- Coat of arms
- Location of Bennetot
- Bennetot Bennetot
- Coordinates: 49°40′19″N 0°33′11″E﻿ / ﻿49.6719°N 0.5531°E
- Country: France
- Region: Normandy
- Department: Seine-Maritime
- Arrondissement: Le Havre
- Canton: Saint-Valery-en-Caux
- Commune: Terres-de-Caux
- Area^{1}: 4.58 km^{2} (1.77 sq mi)
- Population (2023): 173
- • Density: 37.8/km^{2} (97.8/sq mi)
- Time zone: UTC+01:00 (CET)
- • Summer (DST): UTC+02:00 (CEST)
- Postal code: 76640
- Elevation: 97–131 m (318–430 ft) (avg. 121 m or 397 ft)

= Bennetot =

Bennetot (/fr/) is a former commune in the Seine-Maritime department in the Normandy region in northern France.

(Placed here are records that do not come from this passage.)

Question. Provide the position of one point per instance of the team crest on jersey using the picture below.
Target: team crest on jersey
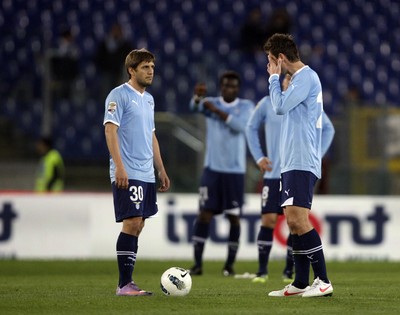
(112, 107)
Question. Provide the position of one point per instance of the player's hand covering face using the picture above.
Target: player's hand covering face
(230, 89)
(144, 73)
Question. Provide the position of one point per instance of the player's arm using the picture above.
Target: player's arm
(257, 118)
(328, 132)
(111, 133)
(200, 91)
(159, 165)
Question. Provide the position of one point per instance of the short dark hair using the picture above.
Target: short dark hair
(230, 74)
(282, 44)
(136, 56)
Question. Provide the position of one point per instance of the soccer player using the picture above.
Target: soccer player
(265, 116)
(50, 172)
(301, 107)
(134, 152)
(222, 182)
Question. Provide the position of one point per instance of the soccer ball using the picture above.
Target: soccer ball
(176, 281)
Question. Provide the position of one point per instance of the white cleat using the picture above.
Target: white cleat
(319, 288)
(288, 291)
(246, 275)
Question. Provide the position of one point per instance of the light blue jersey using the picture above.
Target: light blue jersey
(133, 113)
(264, 115)
(226, 140)
(301, 133)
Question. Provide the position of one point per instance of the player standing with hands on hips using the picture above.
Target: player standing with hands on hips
(134, 152)
(222, 182)
(301, 106)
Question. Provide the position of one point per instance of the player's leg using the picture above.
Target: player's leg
(233, 244)
(264, 245)
(232, 197)
(270, 208)
(208, 202)
(297, 192)
(288, 270)
(200, 235)
(127, 246)
(133, 218)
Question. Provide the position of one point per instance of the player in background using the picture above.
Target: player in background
(301, 107)
(50, 172)
(264, 116)
(134, 152)
(222, 182)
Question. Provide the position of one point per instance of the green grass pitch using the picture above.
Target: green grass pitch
(88, 287)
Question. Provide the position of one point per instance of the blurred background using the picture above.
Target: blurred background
(59, 59)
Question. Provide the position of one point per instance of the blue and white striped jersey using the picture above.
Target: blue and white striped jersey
(301, 106)
(133, 113)
(226, 140)
(264, 115)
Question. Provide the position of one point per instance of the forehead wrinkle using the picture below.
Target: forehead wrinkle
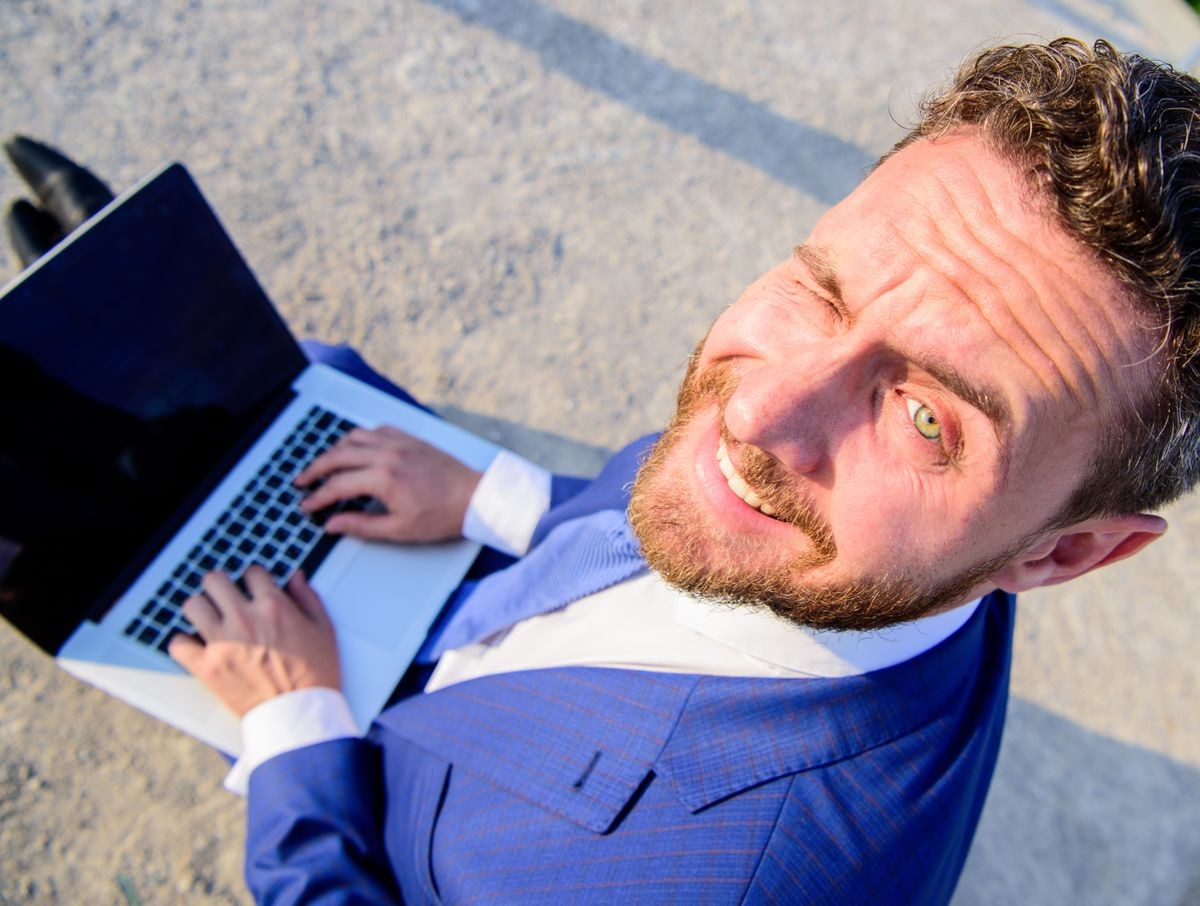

On 1 January 2017, it was merged into the new commune Terres-de-Caux.

==Geography==
A small farming village situated in the Pays de Caux, some 22 mi northeast of Le Havre, at the junction of the D926 and the D217.

==Heraldry==

| Arms of Bennetot | The arms of Bennetot are blazoned : Per bend sinister, 1: Or, an abbot's crozier gules, and to sinister a maltese cross sable; 2: vert, 2 leopards Or |

==Places of interest==
- The church of St. André, dating from the seventeenth century.
- A sixteenth century manorhouse

==Notable people==
- Réné-Aubert Vertot, French historian, was born here on the 25th Nov 1655.